Economic Rationales for Regulating Behavioral Ads

Abstract

Advocates for regulating behaviorally targeted advertisements tend to focus on ethical and legal justifications for regulation. Meanwhile, the advertising technology industry has staunchly opposed regulation by drawing on economic arguments, contending that such regulation would be harmful to advertisers, consumers, publishers, and data intermediaries alike—ultimately undermining innovation and accessibility of free products across the Internet. In this Article, we analyze the theoretical and empirical economic literature on the costs and benefits of privacy regulation in the context of behavioral advertising in order to evaluate the strength of economic arguments for and against regulation.
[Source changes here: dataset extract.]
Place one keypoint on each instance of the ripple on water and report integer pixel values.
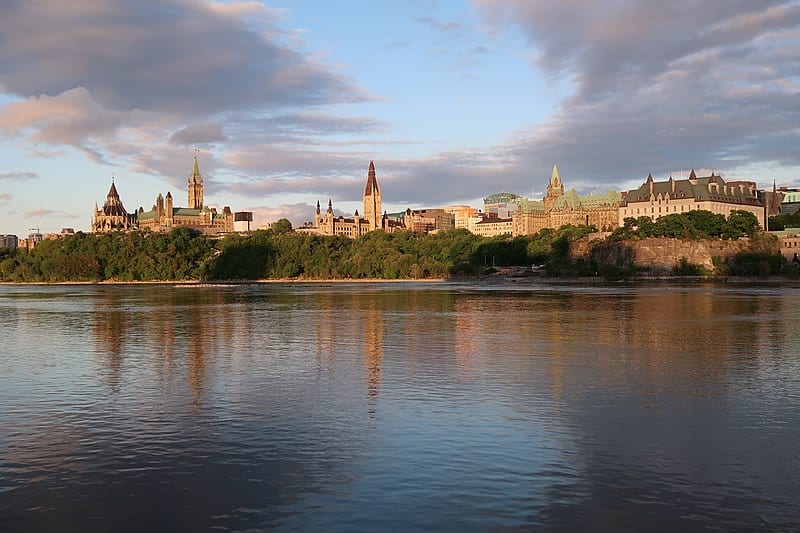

Our analysis suggests that recent enforcement actions against ad-technology firms and movements across the world for online privacy regulations may be justifiable not merely on ethical or moral grounds, but on economic grounds. We show that current economic arguments used by the ad industry to oppose privacy regulation are poorly substantiated, and therefore do not outweigh valid legal and ethical justifications for privacy regulation. Furthermore, there are valid theoretical and empirical economic justifications for regulating behavioral ads. Rather than resulting in a loss of welfare for consumers, regulation may produce a reduction of harms and a more balanced allocation of the costs and benefits of data accumulation. Still, future economic work must move from analyzing narrow micro-level effects to research designs that are both rigorous and encompassing, allowing for a fuller understanding of impacts across stakeholders to more effectively inform privacy regulation.